Correta, porque o princípio impede que a sanção ultrapasse a pessoa do infrator e atinja terceiros que não causaram o ilícito.
- B)Moralidade.
Errada, pois moralidade diz respeito à atuação ética, proba e honesta da Administração, não à pessoalidade da punição.
- C)Indisponibilidade do interesse público.
Errada, porque indisponibilidade do interesse público trata da impossibilidade de a Administração dispor livremente do interesse coletivo.
- D)Legalidade.
Errada, já que legalidade exige atuação conforme a lei, mas não tem relação direta com a vedação de punir terceiros inocentes.
- E)Supremacia do interesse público.
Errada, pois supremacia do interesse público expressa a prevalência do interesse coletivo sobre o privado, sem tratar da extensão subjetiva da sanção.
Gabarito: A
O enunciado descreve um limite clássico da atuação sancionadora do Estado: a punição não pode “passar da conta” e atingir quem não participou do ilícito.
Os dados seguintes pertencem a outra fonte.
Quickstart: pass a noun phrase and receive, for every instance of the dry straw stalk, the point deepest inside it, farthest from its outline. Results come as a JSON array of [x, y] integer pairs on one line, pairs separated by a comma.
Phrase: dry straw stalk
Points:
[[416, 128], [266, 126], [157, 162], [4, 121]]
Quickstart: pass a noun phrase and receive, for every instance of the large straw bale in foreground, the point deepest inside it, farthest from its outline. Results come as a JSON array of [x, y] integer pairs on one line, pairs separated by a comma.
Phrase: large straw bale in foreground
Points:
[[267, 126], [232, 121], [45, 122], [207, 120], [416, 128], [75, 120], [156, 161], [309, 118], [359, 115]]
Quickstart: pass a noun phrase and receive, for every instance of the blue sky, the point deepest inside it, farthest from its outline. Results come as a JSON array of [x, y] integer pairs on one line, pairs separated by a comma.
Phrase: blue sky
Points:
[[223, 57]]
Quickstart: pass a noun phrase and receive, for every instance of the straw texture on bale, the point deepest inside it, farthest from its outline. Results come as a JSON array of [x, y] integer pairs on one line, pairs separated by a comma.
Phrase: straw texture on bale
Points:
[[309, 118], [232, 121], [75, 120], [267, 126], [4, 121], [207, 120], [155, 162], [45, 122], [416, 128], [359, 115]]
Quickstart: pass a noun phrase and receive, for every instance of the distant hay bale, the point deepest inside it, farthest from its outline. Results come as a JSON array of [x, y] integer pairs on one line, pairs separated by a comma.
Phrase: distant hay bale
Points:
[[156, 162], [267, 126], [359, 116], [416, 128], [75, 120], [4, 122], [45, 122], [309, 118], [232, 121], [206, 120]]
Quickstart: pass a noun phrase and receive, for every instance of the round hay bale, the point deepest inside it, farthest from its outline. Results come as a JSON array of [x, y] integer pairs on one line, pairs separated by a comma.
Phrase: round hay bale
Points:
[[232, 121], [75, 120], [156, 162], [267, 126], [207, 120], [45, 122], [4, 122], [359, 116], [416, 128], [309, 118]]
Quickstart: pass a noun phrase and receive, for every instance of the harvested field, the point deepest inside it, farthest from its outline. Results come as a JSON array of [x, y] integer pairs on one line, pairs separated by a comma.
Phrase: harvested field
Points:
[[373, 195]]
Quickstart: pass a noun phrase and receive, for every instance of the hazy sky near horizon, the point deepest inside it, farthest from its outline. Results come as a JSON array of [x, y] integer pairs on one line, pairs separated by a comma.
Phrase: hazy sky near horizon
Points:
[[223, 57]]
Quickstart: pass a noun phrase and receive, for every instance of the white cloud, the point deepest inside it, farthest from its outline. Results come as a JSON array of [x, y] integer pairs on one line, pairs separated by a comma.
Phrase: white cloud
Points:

Em outras palavras, a sanção administrativa deve ficar restrita à pessoa do infrator, sem contaminar terceiros inocentes. Isso vale tanto para multas e penalidades quanto para restrições administrativas que, na prática, acabariam punindo quem nada fez. Esse raciocínio é conhecido como princípio da intranscendência subjetiva, também chamado de pessoalidade da sanção. A ideia é bem intuitiva: a Administração pode punir, mas precisa mirar no alvo certo. Se o agente foi o responsável, a resposta estatal deve recair sobre ele, e não sobre familiares, sócios ou terceiros que não deram causa ao ato ilícito. Na prática, esse princípio aparece muito claro no direito sancionador em geral, inclusive em linha com a lógica do art. 5º, XLV, da Constituição, que afirma que nenhuma pena passará da pessoa do condenado, salvo as obrigações de reparar o dano e o perdimento de bens, nos limites da lei. Embora o dispositivo tenha redação voltada ao direito penal, sua lógica é usada como parâmetro também no âmbito administrativo sancionador. Por isso, o gabarito é a letra A. O comando descreve exatamente a vedação de efeitos punitivos sobre pessoas estranhas ao fato ilícito, o que caracteriza a intranscendência subjetiva.